Oh, one disclaimer: I wrote most of this code quite a long time ago. There are parts I'd certainly do differently if I were to write it today.
compiler : http://sourceforge.net/projects/mingwbuilds/files/
#include <iostream>
#include <string.h>
#include <windows.h>
using namespace std;
const wchar_t* readConsole(int chars_to_read) {
wchar_t* wcharFromConsole = new wchar_t[chars_to_read+1];
COORD pos = {0,0};
DWORD dwChars;
if (!ReadConsoleOutputCharacterW(
GetStdHandle(STD_OUTPUT_HANDLE),
wcharFromConsole, // Buffer where store symbols
chars_to_read, // number of chars to read
pos, // Read from row=8, column=6
&dwChars // How many symbols stored
))
{
printf("ReadConsoleOutputCharacterW failed %d\n", GetLastError());
abort();
}
wcharFromConsole [dwChars] = L'\0'; // Terminate, so string functions can be used
wstring ws = wcharFromConsole;
return ws.c_str();
}
int main() {
for (int i = 1; i<=0x3000; i++) {
printf("wcslen: %X \n",wcslen(readConsole(i)));
}
system("pause");
}
This loop ends at 0x1FF1 and pause is not called. Removing wstring seems to do away with this problem. But I need it here for functions like trimming white-space etc.. it is not much relevant here, but why invoking wstring causes that issue anyway ? There is no error message the program simply quits.

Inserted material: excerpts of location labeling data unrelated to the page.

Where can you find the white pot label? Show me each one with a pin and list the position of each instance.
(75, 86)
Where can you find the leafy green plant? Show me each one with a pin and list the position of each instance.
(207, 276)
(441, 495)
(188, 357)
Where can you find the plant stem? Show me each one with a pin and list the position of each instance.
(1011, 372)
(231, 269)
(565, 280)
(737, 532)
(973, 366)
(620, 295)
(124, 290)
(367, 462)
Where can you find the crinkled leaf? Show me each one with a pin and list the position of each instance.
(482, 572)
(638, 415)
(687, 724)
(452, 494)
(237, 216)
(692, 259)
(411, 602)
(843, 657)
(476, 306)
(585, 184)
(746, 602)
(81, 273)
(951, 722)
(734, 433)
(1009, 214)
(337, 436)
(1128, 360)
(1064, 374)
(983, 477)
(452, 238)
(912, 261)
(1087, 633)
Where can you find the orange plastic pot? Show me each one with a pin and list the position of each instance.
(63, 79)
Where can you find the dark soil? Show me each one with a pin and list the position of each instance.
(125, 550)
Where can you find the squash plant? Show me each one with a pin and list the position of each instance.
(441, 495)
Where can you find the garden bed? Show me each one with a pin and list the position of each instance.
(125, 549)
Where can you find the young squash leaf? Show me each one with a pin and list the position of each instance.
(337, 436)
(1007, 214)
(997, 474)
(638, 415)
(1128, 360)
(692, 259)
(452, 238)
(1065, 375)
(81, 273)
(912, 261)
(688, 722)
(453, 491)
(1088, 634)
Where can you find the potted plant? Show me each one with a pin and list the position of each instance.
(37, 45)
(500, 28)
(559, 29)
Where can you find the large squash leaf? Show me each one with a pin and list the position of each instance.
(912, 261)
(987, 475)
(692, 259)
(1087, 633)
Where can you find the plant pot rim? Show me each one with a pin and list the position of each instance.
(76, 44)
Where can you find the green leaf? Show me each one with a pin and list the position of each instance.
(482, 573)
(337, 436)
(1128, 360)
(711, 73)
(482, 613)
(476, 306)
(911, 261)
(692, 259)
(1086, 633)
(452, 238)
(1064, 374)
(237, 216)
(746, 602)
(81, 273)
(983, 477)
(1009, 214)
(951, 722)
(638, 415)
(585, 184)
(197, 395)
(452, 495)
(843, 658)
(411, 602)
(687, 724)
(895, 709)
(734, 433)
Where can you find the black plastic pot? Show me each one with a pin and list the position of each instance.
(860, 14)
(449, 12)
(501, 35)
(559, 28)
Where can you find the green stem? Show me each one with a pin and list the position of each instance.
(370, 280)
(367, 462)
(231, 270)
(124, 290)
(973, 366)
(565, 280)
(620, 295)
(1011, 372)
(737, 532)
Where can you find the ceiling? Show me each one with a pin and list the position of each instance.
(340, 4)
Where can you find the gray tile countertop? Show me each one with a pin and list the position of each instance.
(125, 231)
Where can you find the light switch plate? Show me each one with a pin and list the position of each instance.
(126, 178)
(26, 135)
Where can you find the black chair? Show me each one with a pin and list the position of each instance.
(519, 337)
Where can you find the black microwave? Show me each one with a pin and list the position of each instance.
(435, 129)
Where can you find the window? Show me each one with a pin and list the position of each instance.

Updated code, now loop quits at 0x2BBF
#include <iostream>
#include <string.h>
#include <windows.h>
using namespace std;
const wchar_t* readConsole(int chars_to_read) {
wchar_t* wcharFromConsole = new wchar_t[chars_to_read+1];
COORD pos = {0,0};
DWORD dwChars;
if (!ReadConsoleOutputCharacterW(
GetStdHandle(STD_OUTPUT_HANDLE),
wcharFromConsole, // Buffer where store symbols
chars_to_read, // number of chars to read
pos, // Read from row=8, column=6
&dwChars // How many symbols stored
))
{
printf("ReadConsoleOutputCharacterW failed %d\n", GetLastError());
abort();
}
wcharFromConsole [dwChars] = L'\0'; // Terminate, so string functions can be used
wstring ws = wcharFromConsole;
delete [] wcharFromConsole;
const wchar_t* wc = ws.c_str();
return wc;
}
int main() {
for (int i = 1; i<=0x3000; i++) {
printf("wcslen: %X \n",wcslen(readConsole(i)));
}
system("pause");
}
Ouch.
wstring ws = wcharFromConsole;
return ws.c_str();
Basically, you are returning a dead pointer here. The string will be destroyed on the return, so the pointer arriving at the caller will be invalid.
EDIT: you're also leaking memory, since the "new" is never deleted. But that doesn't generally cause visible problems, just increasing memory use of the program.